Un capitolo a parte meriterebbe la fucina dei sarti napoletani, abilissimi con ago, filo e metro. Una maestria che ha origini antiche. Per dare un’idea: era il 1351 quando, per rispondere alle richieste di sfarzo della capitale del Regno delle due Sicilie, nella chiesa di S. Eligio al Mercato, si fondò la ‘Confraternita dei Sartori’. Camicie, cravatte, ma anche scarpe artigianali e tutti i prodotti in pelle, dalle borse ai guanti. Quelli della famiglia Squillace si difendono bene dal 1923 e, dal laboratorio Omega nel Rione Sanità, sono arrivati a conquistare la Fifth Avenue di New York.
Il metodo non è cambiato nel tempo: per realizzare un guanto come si deve, servono ancora 25 passaggi. Una qualità che si riflette nella selezione delle pelli “pieno fiore”, tinte per immersione plongé e tagliate a mano per garantire la ‘calzata’ del guanto. In questo pellegrinaggio tra i segreti della moda e dell’eccellenza artigianale italiana una costante salta all’occhio: per un prodotto buono e di qualità serve ‘tempo’, ci sono numerose fasi, controlli e verifiche. Deve essere perfetto e possibilmente durare. Come gli ombrelli di Francesco Maglia, realizzati su misura, che possono arrivare anche a 50 anni e se si rompono vengono riparati. Nel suo laboratorio in via Ripamonti a Milano, una vecchia tipografia riconvertita, ospita il segreto di sei generazioni di famiglia, quello degli ombrellai. Qui si è circondati da tutti gli elementi che compongono l’ombrello perfetto, che richiede dai 70 ai 110 passaggi: dalle stecche che devono rispondere all’elasticità del polso, alle oltre 25 tipologie di legno per l’impugnatura, dal castagno alla ginestra, fino alle corna di cervo.

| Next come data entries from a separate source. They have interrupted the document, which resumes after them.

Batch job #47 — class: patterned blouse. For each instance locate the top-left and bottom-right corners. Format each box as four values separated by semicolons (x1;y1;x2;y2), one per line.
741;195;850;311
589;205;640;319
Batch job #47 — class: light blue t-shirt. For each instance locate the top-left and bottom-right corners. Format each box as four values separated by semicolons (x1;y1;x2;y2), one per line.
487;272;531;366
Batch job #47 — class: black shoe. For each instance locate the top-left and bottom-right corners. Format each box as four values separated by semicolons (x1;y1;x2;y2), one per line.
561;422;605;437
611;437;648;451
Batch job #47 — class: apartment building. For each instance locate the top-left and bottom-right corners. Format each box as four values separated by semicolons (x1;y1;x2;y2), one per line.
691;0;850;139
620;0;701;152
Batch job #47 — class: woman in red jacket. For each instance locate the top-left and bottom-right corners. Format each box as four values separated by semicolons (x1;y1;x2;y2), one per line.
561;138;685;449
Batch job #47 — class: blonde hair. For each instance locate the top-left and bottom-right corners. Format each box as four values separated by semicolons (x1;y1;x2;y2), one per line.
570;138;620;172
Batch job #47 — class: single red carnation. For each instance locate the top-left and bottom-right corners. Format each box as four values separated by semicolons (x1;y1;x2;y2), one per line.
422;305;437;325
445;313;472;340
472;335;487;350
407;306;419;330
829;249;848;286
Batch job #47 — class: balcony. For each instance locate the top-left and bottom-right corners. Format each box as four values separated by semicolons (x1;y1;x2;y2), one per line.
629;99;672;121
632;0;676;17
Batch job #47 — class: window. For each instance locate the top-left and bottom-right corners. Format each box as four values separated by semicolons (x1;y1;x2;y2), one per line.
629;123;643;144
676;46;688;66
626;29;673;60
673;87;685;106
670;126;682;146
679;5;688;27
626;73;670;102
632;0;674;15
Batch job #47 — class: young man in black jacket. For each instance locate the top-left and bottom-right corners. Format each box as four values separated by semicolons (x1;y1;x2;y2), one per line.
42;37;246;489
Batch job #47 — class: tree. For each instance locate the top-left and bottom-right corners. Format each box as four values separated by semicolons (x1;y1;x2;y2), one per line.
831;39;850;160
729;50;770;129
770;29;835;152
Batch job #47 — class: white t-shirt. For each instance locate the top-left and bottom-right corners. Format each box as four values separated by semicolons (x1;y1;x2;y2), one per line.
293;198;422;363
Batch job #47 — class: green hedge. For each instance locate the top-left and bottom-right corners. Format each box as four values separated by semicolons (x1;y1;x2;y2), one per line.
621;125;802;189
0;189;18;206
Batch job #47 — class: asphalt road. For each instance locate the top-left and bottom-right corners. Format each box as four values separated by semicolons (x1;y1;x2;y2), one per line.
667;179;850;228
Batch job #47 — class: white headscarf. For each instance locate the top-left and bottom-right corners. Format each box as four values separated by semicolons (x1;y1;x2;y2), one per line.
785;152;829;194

Per un prodotto buono e di qualità serve tempo, ci sono numerose fasi, controlli e verifiche
Dopo aver preso le misure del cliente, scelto l’impugnatura e il modello, si passa al disegno su carta e al tessuto. Ce ne sono circa 350 pronti al taglio, più i cataloghi con 3mila varianti. Regimental, rigati e gessati, classici scozzesi, a ognuno il suo. Dopo la cucitura a mano e prima dello stiro, ogni millimetro di stoffa viene controllato attraverso la specula. Poi si passa alla scorrevolezza delle parti meccaniche, al dettaglio del puntale, all’ovale di metallo con il nome del futuro proprietario. E dopo questo, addio ombrellino pieghevole che duravi il tempo di una pioggia.